# Tony Gardiner (1947 – 2024)

Tony Gardiner died suddenly on 22 January 2024. He will be remembered as a national treasure, a man who made a unique contribution to the development of mathematics education in this country and internationally.

Tony set up, and made significant contributions to the work of, the UK Mathematics Trust, which runs problem-solving challenges taken by over half a million students every year. Tony was the Team Leader of the British IMO team in 1990–95 – and a mentor of many bright young mathematicians who are now the *crème de la crème* of British academia. For many years, he edited the *Problem Solving Journal for Secondary Students*, with a circulation over 5,000. He wrote and published more than 15 books on mathematical thinking and mathematical problem solving – as well as on teaching mathematics. He was consulted by several UK Ministers of State for Education, and acted as an advisor on mathematics education to the government of Singapore. More can be said about Tony’s contribution to this world, but there is no need to compete with Wikipedia where the article devoted to him, https://en.wikipedia.org/wiki/Tony_Gardiner, is being feverishly updated.

Tony started his work in mathematics in the 1970s. He was a PhD student of the legendary Bernd Fischer, who had just discovered his three sporadic finite simple groups. It was a very fruitful time, when group theoretic ideas were becoming widely applied in combinatorics. Tony’s further research was very successful and mostly straddled the two areas of combinatorics and permutation groups.
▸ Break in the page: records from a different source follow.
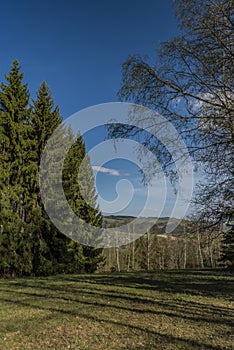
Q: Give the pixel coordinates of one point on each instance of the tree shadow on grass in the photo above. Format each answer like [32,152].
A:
[162,339]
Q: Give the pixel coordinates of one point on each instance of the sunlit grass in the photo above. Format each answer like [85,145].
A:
[158,310]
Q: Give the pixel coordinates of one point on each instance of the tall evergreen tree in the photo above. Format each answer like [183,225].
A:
[15,173]
[81,196]
[49,248]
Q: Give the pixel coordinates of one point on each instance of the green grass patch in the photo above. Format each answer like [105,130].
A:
[157,310]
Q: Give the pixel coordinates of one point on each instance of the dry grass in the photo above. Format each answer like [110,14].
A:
[157,310]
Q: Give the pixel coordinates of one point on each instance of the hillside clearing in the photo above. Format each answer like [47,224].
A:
[157,310]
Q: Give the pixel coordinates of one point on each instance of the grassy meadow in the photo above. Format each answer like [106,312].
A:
[156,310]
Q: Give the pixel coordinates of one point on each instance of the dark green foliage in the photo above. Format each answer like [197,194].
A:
[78,184]
[29,242]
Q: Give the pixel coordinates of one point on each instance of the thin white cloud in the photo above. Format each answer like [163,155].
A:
[109,171]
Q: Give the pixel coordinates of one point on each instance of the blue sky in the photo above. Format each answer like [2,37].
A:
[77,47]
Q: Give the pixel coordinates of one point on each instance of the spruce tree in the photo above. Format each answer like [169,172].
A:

At the same time Tony started to forge an unusual path in combining research in mathematics with a commitment to high school and undergraduate mathematics. His instinct as a researcher led him to investigate the actual working of mathematics education as a system and look at the entire cycle of reproduction of mathematics: from preschool and primary school through all stages of school education to university to teacher training and then back to school as a teacher. This is also augmented by a smaller cycle: BSc – PhD studies and postdoctoral research, then back to university as a lecturer. This breadth of vision was supplemented by his attention to the socio-economic and political background of education and placed him in a very special position among British mathematics educationalists.

Tony had exceptional academic and intellectual integrity. He was very modest. And, above all – he was a very kind man always helping a talented student or a bright school child who needed help, and did so right up to the last days of his life.